Squeezeformer: An Efficient Transformer for Automatic Speech Recognition

TL;DR

Squeezeformer introduces a simplified, efficient transformer architecture for speech recognition that outperforms the Conformer model by optimizing macro and micro-architecture components, achieving state-of-the-art WERs.

Contribution

The paper proposes Squeezeformer, a novel architecture that improves upon Conformer by simplifying design choices and incorporating efficient modules, leading to better performance in ASR tasks.

Findings

Squeezeformer achieves 6.0-7.5% WER on LibriSpeech test sets.

It outperforms Conformer-CTC with the same FLOPs by 0.6-3.1% WER.

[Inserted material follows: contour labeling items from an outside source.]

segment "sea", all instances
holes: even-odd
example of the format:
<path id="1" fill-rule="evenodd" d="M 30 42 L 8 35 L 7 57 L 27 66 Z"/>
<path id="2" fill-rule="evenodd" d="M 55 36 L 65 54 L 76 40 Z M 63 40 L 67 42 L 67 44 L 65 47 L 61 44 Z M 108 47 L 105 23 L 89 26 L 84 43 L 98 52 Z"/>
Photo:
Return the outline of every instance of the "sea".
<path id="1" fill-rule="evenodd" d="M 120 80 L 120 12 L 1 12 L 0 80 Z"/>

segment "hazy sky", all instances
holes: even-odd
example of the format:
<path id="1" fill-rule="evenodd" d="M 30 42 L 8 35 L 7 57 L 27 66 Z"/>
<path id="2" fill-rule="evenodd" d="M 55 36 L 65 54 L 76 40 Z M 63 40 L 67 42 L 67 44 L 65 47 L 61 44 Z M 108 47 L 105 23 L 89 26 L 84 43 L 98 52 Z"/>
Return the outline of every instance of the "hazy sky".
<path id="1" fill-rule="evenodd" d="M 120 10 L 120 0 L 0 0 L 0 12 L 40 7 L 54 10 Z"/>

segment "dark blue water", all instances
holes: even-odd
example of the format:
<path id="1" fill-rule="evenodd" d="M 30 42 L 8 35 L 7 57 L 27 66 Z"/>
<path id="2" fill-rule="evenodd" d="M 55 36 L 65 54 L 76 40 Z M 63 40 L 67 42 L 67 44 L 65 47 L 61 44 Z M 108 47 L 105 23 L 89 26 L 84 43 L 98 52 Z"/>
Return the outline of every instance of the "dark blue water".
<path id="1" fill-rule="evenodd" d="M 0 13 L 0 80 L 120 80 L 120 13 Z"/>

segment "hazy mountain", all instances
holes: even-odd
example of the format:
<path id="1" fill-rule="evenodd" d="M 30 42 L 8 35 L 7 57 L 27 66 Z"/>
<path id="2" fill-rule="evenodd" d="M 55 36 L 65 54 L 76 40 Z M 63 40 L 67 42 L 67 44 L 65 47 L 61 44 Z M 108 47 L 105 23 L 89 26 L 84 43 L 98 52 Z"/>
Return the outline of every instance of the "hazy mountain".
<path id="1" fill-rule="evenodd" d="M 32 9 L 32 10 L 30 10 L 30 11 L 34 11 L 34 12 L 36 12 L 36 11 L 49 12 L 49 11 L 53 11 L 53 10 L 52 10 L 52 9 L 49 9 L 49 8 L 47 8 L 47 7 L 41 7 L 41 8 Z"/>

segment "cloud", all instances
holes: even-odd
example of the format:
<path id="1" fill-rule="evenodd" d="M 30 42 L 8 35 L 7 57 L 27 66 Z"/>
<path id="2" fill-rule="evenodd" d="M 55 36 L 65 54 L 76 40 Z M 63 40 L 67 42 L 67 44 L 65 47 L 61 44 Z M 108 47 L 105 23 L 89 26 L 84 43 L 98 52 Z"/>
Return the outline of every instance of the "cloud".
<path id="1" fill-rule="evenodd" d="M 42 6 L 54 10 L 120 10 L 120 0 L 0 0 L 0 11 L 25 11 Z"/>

The model is more efficient due to the Temporal U-Net and depthwise down-sampling layers.

Abstract

The recently proposed Conformer model has become the de facto backbone model for various downstream speech tasks based on its hybrid attention-convolution architecture that captures both local and global features. However, through a series of systematic studies, we find that the Conformer architecture's design choices are not optimal. After re-examining the design choices for both the macro and micro-architecture of Conformer, we propose Squeezeformer which consistently outperforms the state-of-the-art ASR models under the same training schemes. In particular, for the macro-architecture, Squeezeformer incorporates (i) the Temporal U-Net structure which reduces the cost of the multi-head attention modules on long sequences, and (ii) a simpler block structure of multi-head attention or convolution modules followed up by feed-forward module instead of the Macaron structure proposed in Conformer. Furthermore, for the micro-architecture, Squeezeformer (i) simplifies the activations in the convolutional block, (ii) removes redundant Layer Normalization operations, and (iii) incorporates an efficient depthwise down-sampling layer to efficiently sub-sample the input signal. Squeezeformer achieves state-of-the-art results of 7.5%, 6.5%, and 6.0% word-error-rate (WER) on LibriSpeech test-other without external language models, which are 3.1%, 1.4%, and 0.6% better than Conformer-CTC with the same number of FLOPs. Our code is open-sourced and available online.